Culture  /  Book Review

Afloat with Static

Jenny Turner reviews "Face It" by Debbie Harry.

One night, on the way home to her apartment in St Mark’s Place (four rooms for $67 a month!), she dropped by the Balloon Farm, where she witnessed the Velvet Underground performing its Exploding Plastic Inevitable with Nico on vocals, Gerard Malanga on whips and leathers, Andy Warhol doing lights. Friends of friends drew her into a hippie band, Wind in the Willows, for which she played ‘finger cymbals, tamboura and tambourine’ but was mostly ‘a decorative asset’. She quit, and moved in with the drummer, who got her into heroin and a job waitressing at Max’s Kansas City, where she served steaks and lamb chops to Jefferson Airplane, Miles Davis, Candy Darling, Janis Joplin. Among other things. ‘One night I did Eric Emerson, upstairs … in the phone booth. My one-hour stand with a master of the game.’ Another night, she met a rich man who took her to California, where he bought her Gucci dresses and put her up in the Hotel Bel-Air. She stuck it out for a month before running back to New York and taking a job as a Playboy bunny. ‘It felt like I had come to a dead end.’ Exhausted, penniless, depressed, she went back home to her parents, got a job in a health club and dated a painter and decorator she calls ‘Mr C’, later immortalised as the stalker in the Blondie song ‘One Way or Another’.

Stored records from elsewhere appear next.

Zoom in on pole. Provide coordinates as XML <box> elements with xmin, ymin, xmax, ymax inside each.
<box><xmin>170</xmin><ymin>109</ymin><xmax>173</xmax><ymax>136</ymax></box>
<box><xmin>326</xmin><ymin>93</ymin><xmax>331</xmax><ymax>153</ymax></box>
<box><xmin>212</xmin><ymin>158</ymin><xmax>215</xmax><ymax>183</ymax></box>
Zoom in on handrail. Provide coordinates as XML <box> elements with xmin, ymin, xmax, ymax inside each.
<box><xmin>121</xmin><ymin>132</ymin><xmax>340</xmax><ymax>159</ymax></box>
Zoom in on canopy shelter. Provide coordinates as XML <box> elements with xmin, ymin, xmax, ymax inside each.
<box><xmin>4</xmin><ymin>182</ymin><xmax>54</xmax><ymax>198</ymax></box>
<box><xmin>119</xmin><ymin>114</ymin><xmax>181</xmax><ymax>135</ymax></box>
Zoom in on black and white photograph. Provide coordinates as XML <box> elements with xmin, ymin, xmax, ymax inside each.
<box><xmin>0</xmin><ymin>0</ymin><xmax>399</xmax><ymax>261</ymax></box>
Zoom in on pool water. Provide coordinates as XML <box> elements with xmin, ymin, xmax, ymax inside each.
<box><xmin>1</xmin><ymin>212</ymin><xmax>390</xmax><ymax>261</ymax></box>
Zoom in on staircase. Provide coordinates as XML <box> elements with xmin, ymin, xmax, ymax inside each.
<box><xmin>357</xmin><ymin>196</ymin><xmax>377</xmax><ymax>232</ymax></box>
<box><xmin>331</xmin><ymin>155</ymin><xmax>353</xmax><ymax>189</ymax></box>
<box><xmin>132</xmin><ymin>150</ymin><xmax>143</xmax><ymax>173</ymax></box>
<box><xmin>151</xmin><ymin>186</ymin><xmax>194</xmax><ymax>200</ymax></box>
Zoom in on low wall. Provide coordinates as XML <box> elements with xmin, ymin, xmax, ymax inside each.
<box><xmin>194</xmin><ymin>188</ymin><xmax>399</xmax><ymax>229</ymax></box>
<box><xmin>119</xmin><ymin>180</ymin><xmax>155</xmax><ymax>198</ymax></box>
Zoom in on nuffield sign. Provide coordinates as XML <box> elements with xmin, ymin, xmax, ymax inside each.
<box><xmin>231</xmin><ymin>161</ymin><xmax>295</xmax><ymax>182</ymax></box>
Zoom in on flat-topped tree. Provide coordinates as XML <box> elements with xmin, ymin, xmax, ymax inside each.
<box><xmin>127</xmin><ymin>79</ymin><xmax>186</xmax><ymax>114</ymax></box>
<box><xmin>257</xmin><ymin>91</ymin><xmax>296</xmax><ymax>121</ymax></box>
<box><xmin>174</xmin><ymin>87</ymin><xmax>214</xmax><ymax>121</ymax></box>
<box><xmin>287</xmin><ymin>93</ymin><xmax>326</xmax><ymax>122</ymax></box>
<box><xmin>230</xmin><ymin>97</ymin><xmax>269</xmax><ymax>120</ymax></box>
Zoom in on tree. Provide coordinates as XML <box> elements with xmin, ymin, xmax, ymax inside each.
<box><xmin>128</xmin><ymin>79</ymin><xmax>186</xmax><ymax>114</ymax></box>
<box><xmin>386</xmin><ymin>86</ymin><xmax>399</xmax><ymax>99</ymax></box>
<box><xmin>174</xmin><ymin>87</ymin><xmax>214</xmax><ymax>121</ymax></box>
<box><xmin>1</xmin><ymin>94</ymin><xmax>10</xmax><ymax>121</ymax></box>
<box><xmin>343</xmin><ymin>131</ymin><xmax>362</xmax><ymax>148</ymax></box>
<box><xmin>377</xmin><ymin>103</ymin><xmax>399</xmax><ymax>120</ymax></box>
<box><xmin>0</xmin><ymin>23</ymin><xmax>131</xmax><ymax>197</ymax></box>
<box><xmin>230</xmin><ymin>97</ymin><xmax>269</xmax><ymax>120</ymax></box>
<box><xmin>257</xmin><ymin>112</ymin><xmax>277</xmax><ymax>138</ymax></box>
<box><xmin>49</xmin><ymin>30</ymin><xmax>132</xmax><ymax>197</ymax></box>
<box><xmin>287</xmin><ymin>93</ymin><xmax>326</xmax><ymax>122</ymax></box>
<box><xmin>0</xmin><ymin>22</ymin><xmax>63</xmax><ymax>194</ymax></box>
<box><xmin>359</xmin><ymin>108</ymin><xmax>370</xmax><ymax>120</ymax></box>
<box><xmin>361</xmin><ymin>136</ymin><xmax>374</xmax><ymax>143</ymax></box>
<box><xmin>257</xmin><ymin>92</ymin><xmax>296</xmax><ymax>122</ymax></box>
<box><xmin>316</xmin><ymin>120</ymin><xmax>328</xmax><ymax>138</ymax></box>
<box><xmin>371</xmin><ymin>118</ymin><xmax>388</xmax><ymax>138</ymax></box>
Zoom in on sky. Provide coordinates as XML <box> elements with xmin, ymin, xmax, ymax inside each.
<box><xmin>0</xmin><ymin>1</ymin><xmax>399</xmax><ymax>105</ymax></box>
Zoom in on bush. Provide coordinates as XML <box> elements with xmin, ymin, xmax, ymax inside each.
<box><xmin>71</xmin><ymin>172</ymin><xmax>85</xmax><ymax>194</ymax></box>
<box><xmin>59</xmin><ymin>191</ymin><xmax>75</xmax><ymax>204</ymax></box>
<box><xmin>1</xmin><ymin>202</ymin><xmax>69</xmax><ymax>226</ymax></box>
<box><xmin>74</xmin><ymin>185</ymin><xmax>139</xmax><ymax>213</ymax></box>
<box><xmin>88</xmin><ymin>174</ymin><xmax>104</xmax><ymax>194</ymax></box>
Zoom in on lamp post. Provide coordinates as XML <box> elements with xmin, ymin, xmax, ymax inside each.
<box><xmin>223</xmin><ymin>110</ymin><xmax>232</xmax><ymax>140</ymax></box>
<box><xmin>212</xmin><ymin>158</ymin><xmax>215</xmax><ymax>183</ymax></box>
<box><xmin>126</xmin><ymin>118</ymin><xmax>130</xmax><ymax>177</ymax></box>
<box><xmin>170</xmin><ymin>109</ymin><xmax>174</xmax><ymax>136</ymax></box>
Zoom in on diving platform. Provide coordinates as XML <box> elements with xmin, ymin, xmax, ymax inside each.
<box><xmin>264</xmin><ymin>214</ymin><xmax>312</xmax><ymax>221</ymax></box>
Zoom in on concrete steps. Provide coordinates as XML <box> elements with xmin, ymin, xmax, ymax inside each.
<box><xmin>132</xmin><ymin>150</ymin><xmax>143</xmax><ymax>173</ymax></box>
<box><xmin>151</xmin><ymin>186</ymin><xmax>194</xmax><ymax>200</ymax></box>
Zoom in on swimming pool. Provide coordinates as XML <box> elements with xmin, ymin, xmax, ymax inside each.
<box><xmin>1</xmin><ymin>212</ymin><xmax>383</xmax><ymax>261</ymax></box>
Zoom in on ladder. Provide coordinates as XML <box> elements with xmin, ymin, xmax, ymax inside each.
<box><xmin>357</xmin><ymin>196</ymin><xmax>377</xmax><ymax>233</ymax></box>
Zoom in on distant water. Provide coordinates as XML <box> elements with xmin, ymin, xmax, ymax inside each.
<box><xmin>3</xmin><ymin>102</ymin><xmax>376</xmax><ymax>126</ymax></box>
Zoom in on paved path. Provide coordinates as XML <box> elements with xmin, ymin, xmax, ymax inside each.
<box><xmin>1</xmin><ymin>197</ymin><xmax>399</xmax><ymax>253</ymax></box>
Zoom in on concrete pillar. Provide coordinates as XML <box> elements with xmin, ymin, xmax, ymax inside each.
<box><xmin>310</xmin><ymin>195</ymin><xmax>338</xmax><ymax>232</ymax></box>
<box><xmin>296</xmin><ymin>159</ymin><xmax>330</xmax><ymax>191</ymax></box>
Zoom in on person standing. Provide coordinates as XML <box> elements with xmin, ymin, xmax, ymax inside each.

But she couldn’t keep away from ‘the downtown scene’ for long, and started driving in at weekends to see the New York Dolls. ‘They were so exciting to watch … Strutting, swaggering about in their tutus, leatherette, lipstick and high heels.’ She figures now, she writes, that she ‘wanted to be them,’ but she didn’t know how, so instead of that, she ‘made it’ once with David Johansen, the Dolls’ lead singer, and drove the band around, together with their girlfriends, in her father’s turquoise Buick.

It was while she was following the Dolls around that Harry met Elda Gentile, who had the idea of forming a band called Pure Garbage with the Warhol superstar Holly Woodlawn. But Pure Garbage didn’t happen, so Harry and Gentile formed the Stilettos instead (top tunes: ‘Wednesday Panties’; ‘Dracula, What Did You Do to My Mother?’). Stein joined to play bass, Stein and Harry fell in love, the Stilettos broke up, and Harry and Stein went through a few more iterations before Blondie, as we know it, began.

The name came from Harry’s experience of being shouted at by men on the street: ‘Hey, Blondie!’ It was ironic, and to do with voyeurism and harassment, from the start. ‘My Blondie character was an inflatable doll but with a dark, provocative, aggressive side,’ as Harry put it. ‘A lot of my drag-queen friends have said to me, Oh, you were definitely a drag queen … Girl drag, not boy drag, [which] was then an act of transgression.’ She was, she writes, ‘furious’ when the band’s record label advertised ‘In the Flesh’ with a picture of her without the others, the focus very much on her ‘little nipples’: ‘Sex sells, that’s what they say, and I’m not stupid, I know that, but on my terms, not some executive’s.’ The band’s next single, ‘Rip Her to Shreds’ – clearly camp, clearly about groupies – was advertised with a poster inviting the viewer to rip Harry to shreds if they liked.